Lookup Table vs. Summary Index

genesiusj · ‎01-16-2020

Hello,
I need to create a table(?) to use for populating 4 dashboard dropdowns: time picker, user, user-id, and IP address.
Would this be better achieved with a summary index or a lookup table?

As you can see from the code below, there is a lookup command in my search.

index=linuxevents
    AND source = "/var/log/secure"
    AND process=sshd
    `comment("There are 3 different ssh connection methods, and 1 ssh disconnection method.")`
    AND (_raw="*accepted password*" OR _raw="*accepted keyboard-interactive*" OR _raw="*accepted publickey*" OR _raw="*session closed for user*") 
    `comment("Extract user's ID, both (dis)connecting, as well IP address.")` 
| rex field=_raw ".*sshd.*(Accepted\spublickey\sfor\s|Accepted\skeyboard-interactive\/pam\sfor\s|Accepted\spassword\sfor\s)(?<sshUserA>\w*)\sfrom\s(?<sshIp>(\d{1,3}.){3}\d{1,3})|.*sshd.*closed\sfor\suser\s(?<sshUserC>\w*)" 
| transaction sshUserA, sshUserC, sshIp, host, pid 
| dedup _raw 
    `comment("Time stamp formatting will be used to discuss with Linux SysAdmins.")` 
| rex field=_raw "^(?<formatTimeStamp>(\d{4}(-\d{2}){2}T(\d{2}:){2}\d{2}.\d{6}-\d{2}:\d{2}\s|\w{3}(\s+\d{1,2}){2}(:\d{2}){2}\s))" 
    `comment("Converting start/end transaction times for readability.")` 
| eval startTime=strftime(_time,"%Y-%m-%d %H:%M:%S.%Q") 
| eval endTime=strftime(_time+duration,"%Y-%m-%d %H:%M:%S.%Q") 
    `comment("Convert duration for readability.")` 
| eval duration=tostring(duration,"duration") 
| sort 0 +_time 
    `comment("Merge into one user for readability.")` 
| eval user=mvdedup(mvappend(sshUserA, sshUserC)) 
    `comment("Determine if either start/end transaction time is missings.")` 
| eval startTime=case(sshUserA=="","",isnotnull(sshUserA),startTime) 
| eval endTime=case(sshUserC=="","",isnotnull(sshUserC),endTime) 
    `comment("Indicate if time range needs to broadened because of missing login/off event.")` 
| eval connection=case(isnull(sshUserA),"No login",isnull(sshUserC),"No logoff",isnotnull(sshUserA) AND isnotnull(sshUserC),"Both captured")
    `comment("Lookup auid for this user and host.")` 
| lookup lup_linuxProdAuditHostAcctAuid.csv host AS host, user AS user OUTPUTNEW user_id AS user_id 
| rename startTime AS "Start Time", endTime AS "End Time", duration AS "Duration (H:M:S.m)", user AS acct, sshIp AS addr, formatTimeStamp AS "Time Stamp Format", user_id AS auid, connection AS "Connection events" 
| table acct, auid, addr, host, "Connection events", "Start Time", "End Time", "Duration (H:M:S.m)", eventcount, pid, "Time Stamp Format"

Here is the code for populating that lookup table in the above search.

index=linuxevents
        AND source = "Unix:UserAccounts" 
    | dedup host, user, user_id 
    | table host, user, user_id 
    | appendpipe 
        [| inputlookup lup_linuxProdAuditHostAcctAuid.csv ] 
    | dedup host, user, user_id 
    | outputlookup lup_linuxProdAuditHostAcctAuid.csv

As you can also see, the table(?) I need to generate does not contain any stat or chart commands/fields; therefore, I believe that a lookup table (or a kvstore - should I open up that can of data) would better suit this.

What do you experts think?

Thanks and God bless,
Genesius

UPDATE:
To put some further context around this.

This is for a dashboard to combine the /var/log/secure, /var/log/audit/audit.log, and /var/log/sudo logs into one dashboard for users entire ssh session.
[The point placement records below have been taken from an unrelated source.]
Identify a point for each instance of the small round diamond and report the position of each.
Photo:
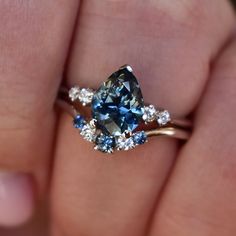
(150, 113)
(88, 132)
(140, 138)
(85, 96)
(74, 93)
(105, 143)
(163, 117)
(79, 122)
(124, 143)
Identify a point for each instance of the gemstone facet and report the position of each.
(118, 104)
(163, 117)
(89, 132)
(74, 93)
(105, 143)
(79, 122)
(140, 138)
(150, 113)
(124, 143)
(85, 96)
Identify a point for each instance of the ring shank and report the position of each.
(177, 128)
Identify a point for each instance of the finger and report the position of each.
(200, 196)
(33, 45)
(118, 195)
Sorry but the audit app on splunkbase does capture EVERYTHING.
So my thinking is I require these fields to accurately search those 3 Linux logs: host, acct, auid, addr, pid, and time (connect/disconnect from ssh).
Therefore the summary index or lookup table would contain these field-values pairs to improve the speed and efficiency of the dashboard. In previous versions of this dashboard, it could take well over 3 mins (sometimes 10 or more) to pull all the events. This was due to having to "discover" some of the above fields through various searches at runtime.

For example in order to discover the addr in the /var/log/audit/audit.log we had to first search for a known value: acct. The acct appears in event in the 5th event. Then a search has to be performed on the audit.log with both the addr and acct values (which will append events 1 to 4 to the initial results). The same happens for auid, which doesn't appear in audit.log until event number 11 when old auid=4294967295 is changed to new auid=10014.

Another issue with the audit.log is there are some events that do not include ANY of these fields but ARE IN FACT part of the user's ssh session. This is found by running the transaction command against the event_id in the audit.log. Which requires running another search. And this is just for the audit.log.

There is still the issue of additional pids that don't include the above fields, except for the pid from the lookup or summary index. This initial (parent) pid will be used to determine the child pids. Then the various logs can be searched for those related events as well.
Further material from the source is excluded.